Blog Details

Home / Blog Details
blog

DGL v0.4 Release (heterogeneous graph update)

We are thrilled to announce the 0.4 release! This includes:

Heterogeneous Graph Support

What is a heterogeneous graph?

A heterogeneous graph is a graph whose nodes and edges are typed:

Models that work on heterogeneous graphs?

Models using Heterogeneous Graph API:

  • GCMC [Code in MXNet]

    Dataset RMSE (DGL) RMSE (Official) Speed (DGL) Speed (Official) Speed Comparison
    MovieLens-100K 0.9077 0.910 0.0246s/epoch 0.1008s/epoch 5x
    MovieLens-1M 0.8377 0.832 0.0695s/epoch 1.538s/epoch 22x
    MovieLens-10M (full-graph training) 0.7875 0.777 0.6480s/epoch OOM -
  • R-GCN [Code in PyTorch]
    • We provide an R-GCN model for heterograph input.
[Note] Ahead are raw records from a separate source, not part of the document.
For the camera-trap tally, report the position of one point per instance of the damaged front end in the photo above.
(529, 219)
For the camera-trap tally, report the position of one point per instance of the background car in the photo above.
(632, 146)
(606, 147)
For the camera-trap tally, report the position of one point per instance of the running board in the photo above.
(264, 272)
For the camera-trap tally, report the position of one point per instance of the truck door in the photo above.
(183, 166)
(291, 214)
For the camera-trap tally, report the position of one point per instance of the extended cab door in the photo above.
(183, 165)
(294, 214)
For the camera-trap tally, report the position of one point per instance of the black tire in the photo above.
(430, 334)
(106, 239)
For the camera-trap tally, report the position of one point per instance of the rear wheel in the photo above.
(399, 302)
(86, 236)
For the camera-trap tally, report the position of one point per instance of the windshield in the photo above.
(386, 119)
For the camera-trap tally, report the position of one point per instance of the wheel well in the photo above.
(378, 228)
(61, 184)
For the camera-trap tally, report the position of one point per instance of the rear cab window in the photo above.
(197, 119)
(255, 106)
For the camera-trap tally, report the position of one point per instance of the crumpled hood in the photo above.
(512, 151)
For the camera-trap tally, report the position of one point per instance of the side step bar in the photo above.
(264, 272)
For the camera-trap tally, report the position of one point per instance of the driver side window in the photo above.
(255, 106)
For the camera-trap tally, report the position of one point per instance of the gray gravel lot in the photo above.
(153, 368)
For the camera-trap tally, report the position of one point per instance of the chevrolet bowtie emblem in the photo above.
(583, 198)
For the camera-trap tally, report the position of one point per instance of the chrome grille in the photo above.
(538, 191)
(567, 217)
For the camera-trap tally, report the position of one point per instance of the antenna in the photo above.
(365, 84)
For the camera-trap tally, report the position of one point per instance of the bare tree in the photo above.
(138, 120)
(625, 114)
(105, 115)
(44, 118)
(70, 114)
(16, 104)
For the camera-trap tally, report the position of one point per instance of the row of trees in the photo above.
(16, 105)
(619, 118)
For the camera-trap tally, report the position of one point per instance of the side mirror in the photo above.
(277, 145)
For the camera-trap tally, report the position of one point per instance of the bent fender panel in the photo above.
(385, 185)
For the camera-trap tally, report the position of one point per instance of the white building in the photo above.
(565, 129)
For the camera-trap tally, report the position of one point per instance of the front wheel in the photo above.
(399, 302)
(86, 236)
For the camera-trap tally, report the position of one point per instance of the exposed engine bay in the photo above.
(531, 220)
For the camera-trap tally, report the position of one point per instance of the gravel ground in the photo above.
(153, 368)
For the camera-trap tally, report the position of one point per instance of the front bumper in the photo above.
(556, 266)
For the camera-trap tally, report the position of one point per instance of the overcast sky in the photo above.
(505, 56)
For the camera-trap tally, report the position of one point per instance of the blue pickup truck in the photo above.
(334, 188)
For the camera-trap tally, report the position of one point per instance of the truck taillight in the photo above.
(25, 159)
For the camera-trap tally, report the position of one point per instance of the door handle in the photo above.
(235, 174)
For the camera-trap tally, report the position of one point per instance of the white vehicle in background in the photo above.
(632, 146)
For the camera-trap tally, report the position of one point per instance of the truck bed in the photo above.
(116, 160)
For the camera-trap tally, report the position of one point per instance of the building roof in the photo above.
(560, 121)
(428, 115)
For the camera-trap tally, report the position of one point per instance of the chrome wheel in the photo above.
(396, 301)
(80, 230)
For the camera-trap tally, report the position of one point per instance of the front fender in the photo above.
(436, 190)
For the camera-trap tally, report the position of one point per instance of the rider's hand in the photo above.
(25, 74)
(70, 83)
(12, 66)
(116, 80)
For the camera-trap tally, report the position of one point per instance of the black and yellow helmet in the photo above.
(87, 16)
The new code can train the model for the AM dataset (>5M edges) using one GPU, while the original implementation can only run on CPU and consume 32GB memory.
    • The original implementation takes 51.88s to train one epoch on CPU. The new R-GCN based on heterograph takes only 0.1781s for one epoch on V100 GPU (291x faster !!).
  • Heterogeneous Attention Networks [Code in PyTorch]
  • Metapath2vec [Code in PyTorch]
    • The metapath sampler is twice as fast as the original implementation.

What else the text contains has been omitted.